Delayed removal of pLVAD post VT ablation was an independent predictor of 90-day mortality in our cohort. Recent retrospective studies have assessed for predictors of mortality post VT ablation. Vergara and colleagues published a scoring system to predict mortality risk based on a large, multicenter retrospective review of 1251 patients undergoing VT ablation. Severely depressed LVEF and VT storm and prior ablation were the best predictors of mortality [17]. Our findings of severely depressed LVEF (< 25%) and VT storm being associated with prolonged pLVAD support, which was a predictor of mortality, are consistent with this published scoring system. Santangeli et al. in 2015 published predictors of early mortality (< 31 days) post VT ablation based on a retrospective, multicenter review of 2061 patients. The study revealed depressed LVEF, CKD, electrical storm, and unmappable VT to be associated with early mortality in this patient population [18]. Our study suggests that even with hemodynamic support, certain high-risk groups warrant collaboration with heart failure specialists and potential ablation be performed in centers with advanced heart failure therapies.

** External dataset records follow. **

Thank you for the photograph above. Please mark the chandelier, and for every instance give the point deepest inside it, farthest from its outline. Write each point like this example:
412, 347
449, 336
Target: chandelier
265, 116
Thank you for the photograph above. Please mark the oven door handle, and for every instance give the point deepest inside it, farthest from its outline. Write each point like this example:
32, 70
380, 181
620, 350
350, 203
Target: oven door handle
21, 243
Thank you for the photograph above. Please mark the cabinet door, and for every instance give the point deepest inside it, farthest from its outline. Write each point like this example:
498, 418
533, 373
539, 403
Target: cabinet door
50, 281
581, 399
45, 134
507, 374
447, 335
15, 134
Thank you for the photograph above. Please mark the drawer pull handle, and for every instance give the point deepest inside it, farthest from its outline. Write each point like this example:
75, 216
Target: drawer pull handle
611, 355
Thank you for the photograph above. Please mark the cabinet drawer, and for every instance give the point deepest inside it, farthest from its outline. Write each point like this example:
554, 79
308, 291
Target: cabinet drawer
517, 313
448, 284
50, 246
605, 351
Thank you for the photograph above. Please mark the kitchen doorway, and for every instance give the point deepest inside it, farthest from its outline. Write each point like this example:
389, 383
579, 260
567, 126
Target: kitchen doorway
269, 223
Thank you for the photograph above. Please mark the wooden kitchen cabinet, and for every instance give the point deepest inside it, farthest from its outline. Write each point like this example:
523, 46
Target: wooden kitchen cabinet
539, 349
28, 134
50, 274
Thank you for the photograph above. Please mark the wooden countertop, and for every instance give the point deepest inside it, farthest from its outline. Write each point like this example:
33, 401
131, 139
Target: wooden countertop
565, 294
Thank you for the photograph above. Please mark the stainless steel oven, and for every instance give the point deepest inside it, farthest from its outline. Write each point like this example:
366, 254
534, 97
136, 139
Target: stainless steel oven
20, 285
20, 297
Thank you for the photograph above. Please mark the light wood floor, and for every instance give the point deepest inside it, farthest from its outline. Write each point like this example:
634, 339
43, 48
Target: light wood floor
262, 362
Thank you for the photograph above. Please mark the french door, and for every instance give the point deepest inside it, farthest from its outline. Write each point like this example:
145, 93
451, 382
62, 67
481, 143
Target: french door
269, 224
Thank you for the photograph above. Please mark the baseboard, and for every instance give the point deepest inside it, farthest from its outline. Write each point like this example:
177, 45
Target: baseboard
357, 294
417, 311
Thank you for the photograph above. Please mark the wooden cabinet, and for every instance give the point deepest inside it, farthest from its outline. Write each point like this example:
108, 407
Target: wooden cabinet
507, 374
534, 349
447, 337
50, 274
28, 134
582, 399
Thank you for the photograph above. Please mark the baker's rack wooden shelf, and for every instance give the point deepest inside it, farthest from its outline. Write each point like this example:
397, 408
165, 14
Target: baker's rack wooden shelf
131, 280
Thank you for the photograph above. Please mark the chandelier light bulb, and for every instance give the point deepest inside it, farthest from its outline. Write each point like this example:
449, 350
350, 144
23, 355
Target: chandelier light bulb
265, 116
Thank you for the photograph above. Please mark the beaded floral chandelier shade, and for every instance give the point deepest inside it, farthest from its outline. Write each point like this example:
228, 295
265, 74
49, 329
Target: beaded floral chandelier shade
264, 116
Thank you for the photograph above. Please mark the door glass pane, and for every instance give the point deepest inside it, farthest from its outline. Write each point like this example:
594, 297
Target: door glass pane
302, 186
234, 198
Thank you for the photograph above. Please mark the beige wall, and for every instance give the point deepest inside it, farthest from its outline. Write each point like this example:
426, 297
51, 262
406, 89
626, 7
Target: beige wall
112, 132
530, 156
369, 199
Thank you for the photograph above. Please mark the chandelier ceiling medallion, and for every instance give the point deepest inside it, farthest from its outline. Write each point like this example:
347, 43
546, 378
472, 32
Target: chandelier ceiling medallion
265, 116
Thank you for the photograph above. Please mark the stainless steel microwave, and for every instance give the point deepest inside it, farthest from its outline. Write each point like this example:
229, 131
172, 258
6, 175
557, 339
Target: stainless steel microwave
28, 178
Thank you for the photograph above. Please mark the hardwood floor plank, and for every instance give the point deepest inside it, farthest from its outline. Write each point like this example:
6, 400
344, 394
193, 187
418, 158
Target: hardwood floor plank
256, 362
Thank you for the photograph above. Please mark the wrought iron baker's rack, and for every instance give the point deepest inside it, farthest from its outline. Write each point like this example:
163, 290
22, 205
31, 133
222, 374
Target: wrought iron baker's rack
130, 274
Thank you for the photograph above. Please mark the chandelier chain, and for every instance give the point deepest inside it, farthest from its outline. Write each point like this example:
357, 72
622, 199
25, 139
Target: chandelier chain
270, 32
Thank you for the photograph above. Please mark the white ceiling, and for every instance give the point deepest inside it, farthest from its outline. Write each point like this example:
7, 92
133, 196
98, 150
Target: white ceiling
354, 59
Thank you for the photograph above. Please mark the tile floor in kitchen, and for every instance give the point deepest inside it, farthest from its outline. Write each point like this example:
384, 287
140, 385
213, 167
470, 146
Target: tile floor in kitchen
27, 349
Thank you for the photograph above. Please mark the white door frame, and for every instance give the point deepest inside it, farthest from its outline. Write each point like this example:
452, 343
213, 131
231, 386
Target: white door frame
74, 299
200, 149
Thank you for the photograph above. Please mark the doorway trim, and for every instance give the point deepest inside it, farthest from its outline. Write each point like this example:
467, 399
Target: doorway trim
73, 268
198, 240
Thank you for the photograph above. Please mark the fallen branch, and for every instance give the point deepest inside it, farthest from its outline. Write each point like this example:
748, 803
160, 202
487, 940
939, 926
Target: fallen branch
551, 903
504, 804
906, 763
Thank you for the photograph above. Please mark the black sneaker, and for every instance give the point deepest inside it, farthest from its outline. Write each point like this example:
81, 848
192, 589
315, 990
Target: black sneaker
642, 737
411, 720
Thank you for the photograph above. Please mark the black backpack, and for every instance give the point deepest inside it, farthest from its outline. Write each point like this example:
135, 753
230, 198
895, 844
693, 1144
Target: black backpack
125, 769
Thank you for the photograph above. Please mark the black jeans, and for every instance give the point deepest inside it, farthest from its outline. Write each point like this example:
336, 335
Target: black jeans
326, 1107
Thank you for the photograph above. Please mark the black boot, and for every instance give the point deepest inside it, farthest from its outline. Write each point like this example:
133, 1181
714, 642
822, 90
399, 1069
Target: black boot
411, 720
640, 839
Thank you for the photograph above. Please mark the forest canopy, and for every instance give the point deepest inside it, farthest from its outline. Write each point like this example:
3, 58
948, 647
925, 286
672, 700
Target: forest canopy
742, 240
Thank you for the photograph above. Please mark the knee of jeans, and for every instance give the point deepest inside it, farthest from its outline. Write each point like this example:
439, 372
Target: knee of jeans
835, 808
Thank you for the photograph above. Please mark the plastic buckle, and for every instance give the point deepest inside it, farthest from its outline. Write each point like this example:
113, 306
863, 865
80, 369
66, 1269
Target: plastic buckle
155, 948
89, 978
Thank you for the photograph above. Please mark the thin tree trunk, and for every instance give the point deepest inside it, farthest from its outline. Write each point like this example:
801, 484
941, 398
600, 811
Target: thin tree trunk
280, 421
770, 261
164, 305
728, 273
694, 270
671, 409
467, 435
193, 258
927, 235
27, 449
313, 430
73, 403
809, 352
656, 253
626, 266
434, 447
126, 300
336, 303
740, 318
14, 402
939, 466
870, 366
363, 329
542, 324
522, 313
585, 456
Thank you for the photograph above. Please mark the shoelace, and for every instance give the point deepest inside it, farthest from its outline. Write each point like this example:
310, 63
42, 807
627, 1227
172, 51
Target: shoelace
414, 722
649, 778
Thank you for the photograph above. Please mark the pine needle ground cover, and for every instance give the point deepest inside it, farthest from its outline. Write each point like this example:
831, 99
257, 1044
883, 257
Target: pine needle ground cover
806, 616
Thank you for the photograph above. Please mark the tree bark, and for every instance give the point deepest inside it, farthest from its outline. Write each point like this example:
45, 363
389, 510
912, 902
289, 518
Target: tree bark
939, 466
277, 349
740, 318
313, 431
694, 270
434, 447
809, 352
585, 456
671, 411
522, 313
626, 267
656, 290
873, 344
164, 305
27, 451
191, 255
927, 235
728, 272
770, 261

Beyond VT ablation, prolonged pLVAD support in the setting of complex coronary interventions has recently been studied. Davila et al. reviewed the cVAD (catheter-based ventricular assist device) registry of 507 patients undergoing prophylactic Impella™ insertion for coronary interventions. Of the cohort, 43 patients had prolonged support post procedure (11.4 ± 16.8 h). Compared with the only procedural support cases, patients with prolonged support post procedure had an increased in-hospital mortality (11.6% vs 1.9%, p = 0.004) [19]. Further, patients with prolonged pLVAD had increased bleeding complications, transfusions, and vascular access site complications. This large registry experience further highlights the potential limitations and complications associated with prolonged pLVAD use post procedure.

5 Limitations

This retrospective study is from a single institutional experience and may have reflected local practice patterns. Patients selected for pLVAD support were based on clinical discretion, although the patient demographics are consistent with a high-risk patient population. Although no differences related to outcomes were noted between groups based on type of pLVAD, a larger sample size could have altered the results. Third, timing of removal of pLVAD was also based on clinical judgment and may have varied among operators. Outside of mean arterial pressure monitoring, cerebral oximetry was not used consistently. All patients underwent a trans-septal approach only which could have limited mapping in a subset of patients. This added variable may have altered procedural approaches. Due to limited numbers, further predictive risk stratification of mortality based on timing of removal within in the delayed removal group was precluded.

6 Conclusions

The delayed removal (≥ 24 h) of pLVAD after VT ablation was a predictor of 90-day mortality in patients undergoing VT ablation. Factors associated with prolonged pLVAD use were the presence of VT storm, LVEF < 25%, and VF induced during VT ablation. Further studies are warranted to refine the role of hemodynamic support during and after VT ablation.